西暦1900年、ニューヨーク(その2)
――などと考えていると、内側からかすかに衣擦れの音がして、扉がゆっくりと開いた。まだ二十歳にもなっていないような、顔立ちに幼さを残す娘が血の気のない顔でふらつきながら立っていた。
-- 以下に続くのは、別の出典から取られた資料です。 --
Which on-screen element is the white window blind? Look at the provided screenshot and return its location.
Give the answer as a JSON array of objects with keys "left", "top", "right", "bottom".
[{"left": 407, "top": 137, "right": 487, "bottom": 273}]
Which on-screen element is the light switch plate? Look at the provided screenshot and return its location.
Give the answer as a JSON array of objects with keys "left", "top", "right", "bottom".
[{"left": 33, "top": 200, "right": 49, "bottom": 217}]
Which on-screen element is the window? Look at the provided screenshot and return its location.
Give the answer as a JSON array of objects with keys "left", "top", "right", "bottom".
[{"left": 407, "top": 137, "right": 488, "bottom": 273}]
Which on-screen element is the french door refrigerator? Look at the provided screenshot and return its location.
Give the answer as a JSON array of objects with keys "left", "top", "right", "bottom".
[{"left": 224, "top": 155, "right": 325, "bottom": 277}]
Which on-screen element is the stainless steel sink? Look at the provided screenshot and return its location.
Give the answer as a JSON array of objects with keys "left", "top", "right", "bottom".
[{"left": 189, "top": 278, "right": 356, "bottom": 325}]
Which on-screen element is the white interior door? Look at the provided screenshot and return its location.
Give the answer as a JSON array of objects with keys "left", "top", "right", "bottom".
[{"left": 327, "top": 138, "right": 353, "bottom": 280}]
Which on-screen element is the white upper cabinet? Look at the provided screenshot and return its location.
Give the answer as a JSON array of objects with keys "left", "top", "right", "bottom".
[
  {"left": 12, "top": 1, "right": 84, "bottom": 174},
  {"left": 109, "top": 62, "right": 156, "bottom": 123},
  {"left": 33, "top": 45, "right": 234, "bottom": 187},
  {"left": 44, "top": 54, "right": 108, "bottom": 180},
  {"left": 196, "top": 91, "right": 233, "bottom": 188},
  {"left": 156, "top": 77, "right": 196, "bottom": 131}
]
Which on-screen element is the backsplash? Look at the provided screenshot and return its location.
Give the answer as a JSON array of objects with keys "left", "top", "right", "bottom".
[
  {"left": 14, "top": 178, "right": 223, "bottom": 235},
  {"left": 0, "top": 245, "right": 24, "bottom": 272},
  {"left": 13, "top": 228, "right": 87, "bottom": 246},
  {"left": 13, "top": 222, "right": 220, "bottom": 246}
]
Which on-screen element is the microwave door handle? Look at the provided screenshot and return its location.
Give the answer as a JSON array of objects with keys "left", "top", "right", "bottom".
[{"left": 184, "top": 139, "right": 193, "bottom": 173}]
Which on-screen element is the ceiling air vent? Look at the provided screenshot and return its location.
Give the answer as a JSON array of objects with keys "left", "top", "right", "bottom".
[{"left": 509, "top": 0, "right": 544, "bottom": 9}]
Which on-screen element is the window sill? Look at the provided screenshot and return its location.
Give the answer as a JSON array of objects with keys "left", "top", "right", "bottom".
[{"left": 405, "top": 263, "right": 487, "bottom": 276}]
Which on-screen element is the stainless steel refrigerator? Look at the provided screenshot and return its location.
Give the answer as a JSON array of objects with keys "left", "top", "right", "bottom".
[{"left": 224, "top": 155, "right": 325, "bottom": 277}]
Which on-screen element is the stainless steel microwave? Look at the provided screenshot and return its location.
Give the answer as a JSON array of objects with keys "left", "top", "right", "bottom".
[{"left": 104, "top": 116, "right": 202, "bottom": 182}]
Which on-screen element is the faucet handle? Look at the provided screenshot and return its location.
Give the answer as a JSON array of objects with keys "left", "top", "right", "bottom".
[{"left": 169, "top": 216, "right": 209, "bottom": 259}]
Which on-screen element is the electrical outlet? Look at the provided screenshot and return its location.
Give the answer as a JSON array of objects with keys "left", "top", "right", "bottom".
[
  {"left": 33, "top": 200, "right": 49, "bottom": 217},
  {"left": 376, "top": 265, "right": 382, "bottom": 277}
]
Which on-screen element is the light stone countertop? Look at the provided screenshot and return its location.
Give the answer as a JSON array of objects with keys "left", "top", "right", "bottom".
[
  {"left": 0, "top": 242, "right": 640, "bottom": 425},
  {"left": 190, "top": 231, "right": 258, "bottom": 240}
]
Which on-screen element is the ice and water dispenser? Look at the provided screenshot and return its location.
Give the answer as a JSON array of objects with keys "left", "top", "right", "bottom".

娘は弱々しく倒れ込むように体を傾けてきた。拍子抜けしたルドルフはあわてて彼女を支え、壁のそばの色あせたソファーに横たえた。こういうときに何をどうすればいいのか。あたふたしながらとりあえず帽子で彼女を扇いでみると、これが功を奏した(帽子の縁が娘の鼻にぶつかったからだ)。
娘はゆっくり目を開け、ルドルフの顔を見た。
ルドルフがそのとき見た娘の姿といったら――素直な灰色の瞳、愛らしく突き出た小さな鼻、えんどう豆のツルのような巻き毛で栗色の髪――彼女こそがルドルフの人生の本当の目的であり、冒険の終着点であるかのように思えた。
しかしその顔がひどく痩せて青ざめている。
「あの、私、気を失ってた?」彼女は弱々しく尋ねた。「ごめんなさい、三日なにも食べずにいたので――」
「なんだって!」とルドルフは叫び、勢いよく立ち上がった。「すぐに戻るから、待ってるんだよ」
彼は緑のドアから飛び出て階段を駆け降りると、食料品店やレストランで手に入れた品物を両腕に目一杯かかえこみ、二十分で戻ってきた。
食事を終え、一息ついてから彼女はささやかな身の上話を始めた。若い女子店員の不十分な給料――無茶なノルマや罰金――長い拘束時間と少ない休暇――あげく病気になればすぐ解雇――ついに希望も尽き果て、そして――この冒険者が緑の扉をノックした、というような。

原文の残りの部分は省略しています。